GOD LISTENS AND ANSWERS 2 OUR PRAYERS, AND BY SOME MIRACLE, A NEW BOUNCER IS AT THE DOOR AND WE ALL GET IN!! Smilez n' drinks all round!
There's some band who look 12 years old, one lookS albino with braces. Bless him though he was cute. There music was quite good, and we were the only ones dancing. To our right were some fucking Made In Chelsea tryhards with gelled hair slicked back with headbands, grinding on their Sloaney long haired gfs. PDA MUCH BBZ. LEAVE. DPMO.

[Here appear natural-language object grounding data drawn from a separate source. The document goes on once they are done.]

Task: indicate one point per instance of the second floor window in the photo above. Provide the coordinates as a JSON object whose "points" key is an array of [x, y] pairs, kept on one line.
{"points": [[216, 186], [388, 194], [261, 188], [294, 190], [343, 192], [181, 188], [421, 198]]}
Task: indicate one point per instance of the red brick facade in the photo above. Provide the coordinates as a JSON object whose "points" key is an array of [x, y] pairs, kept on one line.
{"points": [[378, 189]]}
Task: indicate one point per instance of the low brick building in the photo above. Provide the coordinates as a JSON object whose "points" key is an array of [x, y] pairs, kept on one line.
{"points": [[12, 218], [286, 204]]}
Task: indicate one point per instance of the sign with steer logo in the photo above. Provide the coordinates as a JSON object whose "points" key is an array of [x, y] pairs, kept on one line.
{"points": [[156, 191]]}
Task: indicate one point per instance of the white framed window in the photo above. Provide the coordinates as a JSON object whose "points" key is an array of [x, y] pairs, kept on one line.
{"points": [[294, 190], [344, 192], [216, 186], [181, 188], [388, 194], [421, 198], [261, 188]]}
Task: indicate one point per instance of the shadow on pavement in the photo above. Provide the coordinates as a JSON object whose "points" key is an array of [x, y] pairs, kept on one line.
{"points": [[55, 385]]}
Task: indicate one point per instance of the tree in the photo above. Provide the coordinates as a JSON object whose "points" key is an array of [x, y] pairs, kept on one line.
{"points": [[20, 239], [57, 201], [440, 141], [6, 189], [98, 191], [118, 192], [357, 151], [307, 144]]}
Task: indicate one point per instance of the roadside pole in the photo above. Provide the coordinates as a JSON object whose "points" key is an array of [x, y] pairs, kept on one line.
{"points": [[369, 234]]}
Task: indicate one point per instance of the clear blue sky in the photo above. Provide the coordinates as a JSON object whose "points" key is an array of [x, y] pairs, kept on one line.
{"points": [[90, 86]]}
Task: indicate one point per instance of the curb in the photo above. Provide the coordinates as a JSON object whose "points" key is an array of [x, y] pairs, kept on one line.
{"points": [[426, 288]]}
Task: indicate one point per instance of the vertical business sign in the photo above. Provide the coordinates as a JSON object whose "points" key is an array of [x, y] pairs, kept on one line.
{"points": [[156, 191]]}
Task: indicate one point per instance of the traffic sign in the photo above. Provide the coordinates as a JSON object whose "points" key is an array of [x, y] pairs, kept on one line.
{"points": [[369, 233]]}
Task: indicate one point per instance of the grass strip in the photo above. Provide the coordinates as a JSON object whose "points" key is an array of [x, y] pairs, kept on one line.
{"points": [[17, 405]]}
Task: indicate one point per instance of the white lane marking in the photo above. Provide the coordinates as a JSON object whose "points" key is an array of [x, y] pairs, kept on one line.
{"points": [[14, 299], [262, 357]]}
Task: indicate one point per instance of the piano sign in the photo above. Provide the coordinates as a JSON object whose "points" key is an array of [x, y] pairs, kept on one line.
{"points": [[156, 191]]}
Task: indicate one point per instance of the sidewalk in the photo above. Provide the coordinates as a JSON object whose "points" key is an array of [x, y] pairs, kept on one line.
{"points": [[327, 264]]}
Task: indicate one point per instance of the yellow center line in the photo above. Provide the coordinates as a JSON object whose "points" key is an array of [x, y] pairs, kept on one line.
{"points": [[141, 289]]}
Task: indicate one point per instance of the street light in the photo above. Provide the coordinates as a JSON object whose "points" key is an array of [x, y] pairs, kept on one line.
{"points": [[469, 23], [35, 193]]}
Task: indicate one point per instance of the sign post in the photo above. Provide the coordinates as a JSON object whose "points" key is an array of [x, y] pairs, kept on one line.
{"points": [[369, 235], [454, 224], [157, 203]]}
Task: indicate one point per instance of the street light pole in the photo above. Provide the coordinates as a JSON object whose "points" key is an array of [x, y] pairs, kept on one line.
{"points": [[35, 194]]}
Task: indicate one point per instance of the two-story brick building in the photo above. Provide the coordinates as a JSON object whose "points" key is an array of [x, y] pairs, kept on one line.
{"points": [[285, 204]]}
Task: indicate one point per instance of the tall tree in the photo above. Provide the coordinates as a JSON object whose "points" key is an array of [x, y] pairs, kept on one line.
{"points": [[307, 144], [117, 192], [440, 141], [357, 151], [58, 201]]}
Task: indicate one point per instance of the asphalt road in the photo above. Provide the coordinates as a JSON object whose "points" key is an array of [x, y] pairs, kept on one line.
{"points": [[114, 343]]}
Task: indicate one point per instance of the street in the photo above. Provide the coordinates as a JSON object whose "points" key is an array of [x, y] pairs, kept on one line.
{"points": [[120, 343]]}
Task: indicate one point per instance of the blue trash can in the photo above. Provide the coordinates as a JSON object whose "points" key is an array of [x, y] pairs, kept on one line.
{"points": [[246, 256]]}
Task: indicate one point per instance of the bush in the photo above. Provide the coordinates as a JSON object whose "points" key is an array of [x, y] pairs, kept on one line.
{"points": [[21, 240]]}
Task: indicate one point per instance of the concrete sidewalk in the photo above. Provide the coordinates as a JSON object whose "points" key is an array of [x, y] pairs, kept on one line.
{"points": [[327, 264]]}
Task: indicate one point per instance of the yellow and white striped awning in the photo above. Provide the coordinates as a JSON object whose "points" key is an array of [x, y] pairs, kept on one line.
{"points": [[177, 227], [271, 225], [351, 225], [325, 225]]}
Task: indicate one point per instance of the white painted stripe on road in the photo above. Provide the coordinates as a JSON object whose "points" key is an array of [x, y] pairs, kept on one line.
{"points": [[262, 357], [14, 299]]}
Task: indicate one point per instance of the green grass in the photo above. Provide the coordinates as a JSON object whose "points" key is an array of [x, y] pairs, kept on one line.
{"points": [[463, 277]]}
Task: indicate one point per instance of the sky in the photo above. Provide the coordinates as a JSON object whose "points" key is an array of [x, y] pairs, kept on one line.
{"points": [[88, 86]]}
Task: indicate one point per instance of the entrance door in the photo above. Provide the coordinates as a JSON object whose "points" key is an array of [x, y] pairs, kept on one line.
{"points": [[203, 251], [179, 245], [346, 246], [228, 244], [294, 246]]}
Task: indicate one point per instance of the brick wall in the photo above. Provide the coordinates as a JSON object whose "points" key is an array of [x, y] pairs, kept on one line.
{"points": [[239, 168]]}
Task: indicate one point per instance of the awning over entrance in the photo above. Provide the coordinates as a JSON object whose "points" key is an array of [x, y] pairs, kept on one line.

We go out because the ambience got too heated and we needed a quick ciggy bweak. We get outside, and I swear I saw flashes of bodyguards, MandMs and walky talkies. 'Oi listen, yh, where R ur I.DS', the one bodyguard says, whilst munching on some coloured m&ms. HARD. I whip out mine, feeling sxc and free (jessie j) lols. He asks for the rest of ours and we endlessly made excuses 'listen, I liv in Brighton so, lyk I forgot my I.D, come on m8 giv us a break.' We also said we had evidence of knowing him, and got out the picture of him pouting with us. B8ED. B8ED. He kinda went red and said gigglin' with an m&m stuck in his tooth "is dat me"? As if he looked really fit, and wanted some compliments.. awkwaaarrrdd.
In the end, the walky talky was whipped out '4111' 'HELLO CAN U HEAR ME?? I AM WITH THE TWO GIRLS. LISTEN THERE ARE TWO MANY MEN IN HERE, CAN WE LET DEM IN?" What is this place? The fucking Ritz Carlton? Outrageous yo.
OLD BLUE LAST , MORE LIKE, this is the LAST time your and your BLUE M&Ms will be seeing us anywhere near OLD street.